Après le RND, c’est le FLN qui apporte son soutien au mouvement populaire. « Les militants du FLN soutiennent le mouvement populaire et défendent en toute sincérité la réalisation des objectifs, avec une feuille de route claire », a déclaré, ce mercredi 20 mars, Mouad Bouchareb lors d’une rencontre avec les militants du vieux parti.
Juste un détail qui cloche. Derrière le coordinateur provisoire du vieux parti, trônait un portrait encadré du président de la République, celui-là même qui se trouve en droite ligne du viseur des manifestants depuis bientôt un mois. Ce même cadre qui fut sans doute l’un des éléments déclencheurs de la révolte populaire.
Il y a un peu plus d’un mois, le même Bouchareb s’égosillait à la Coupole olympique, avec le même entrain, sous le regard du même « cadre », à défendre le choix du parti pour la continuité et un cinquième mandat pour le « père moudjahid » Abdelaziz Bouteflika.
Au lendemain du 22 février, Bouchareb s’en est allé attaquer frontalement ceux qui, la veille, étaient sortis par centaines de milliers réclamer le départ de Bouteflika. « Vous pouvez rêver », avait-il lancé dédaigneusement à partir d’Oran. Trois grandes marches plus tard, il devient presque un révolutionnaire.
Presque, parce que sur le fond, il développe à peu près le même discours d’allégeance aveugle au président Bouteflika. Il ne s’en cache pas, puisqu’il soutient que la solution est dans cette « feuille de route claire ». Comprendre, celle que le chef de l’État a rendue publique le 11 mars et que le peuple a rejeté d’une manière on ne peut plus magistrale quatre jours plus tard. Bouchareb soutient le peuple, sans vraiment lâcher le président.
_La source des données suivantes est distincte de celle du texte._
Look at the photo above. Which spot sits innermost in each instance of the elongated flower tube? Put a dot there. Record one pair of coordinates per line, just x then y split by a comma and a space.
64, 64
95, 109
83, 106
Enfin, pas encore.
Le RND aussi s’adonne à la même gymnastique improbable. Ahmed Ouyahia est allé un peu plus loin en appelant le pouvoir, une semaine après l’avoir quitté, à « répondre dans les plus brefs délais » aux revendications de la rue. Avant d’être débarqué de son poste de Premier ministre, Ouyahia était le seul haut responsable à menacer directement les manifestants en rappelant la capacité de l’Etat à « maîtriser la rue » et en brandissant le chaos de la Syrie où la révolution avait aussi « commencé avec des roses ».
Le porte-parole du parti Seddik Chihab s’est complètement lâché en s’en prenant au frère du président, sans le nommer, évoquant des forces « non constitutionnelle » ayant exercé le pouvoir ces cinq ou six dernières années, soit depuis la maladie de Bouteflika. Son parti l’a désavoué en mettant ses propos sur le compte de « l’émotion ». Pour le RND, le président n’est pas encore parti, le système non plus et ce n’est franchement pas le moment de se montrer imprudent.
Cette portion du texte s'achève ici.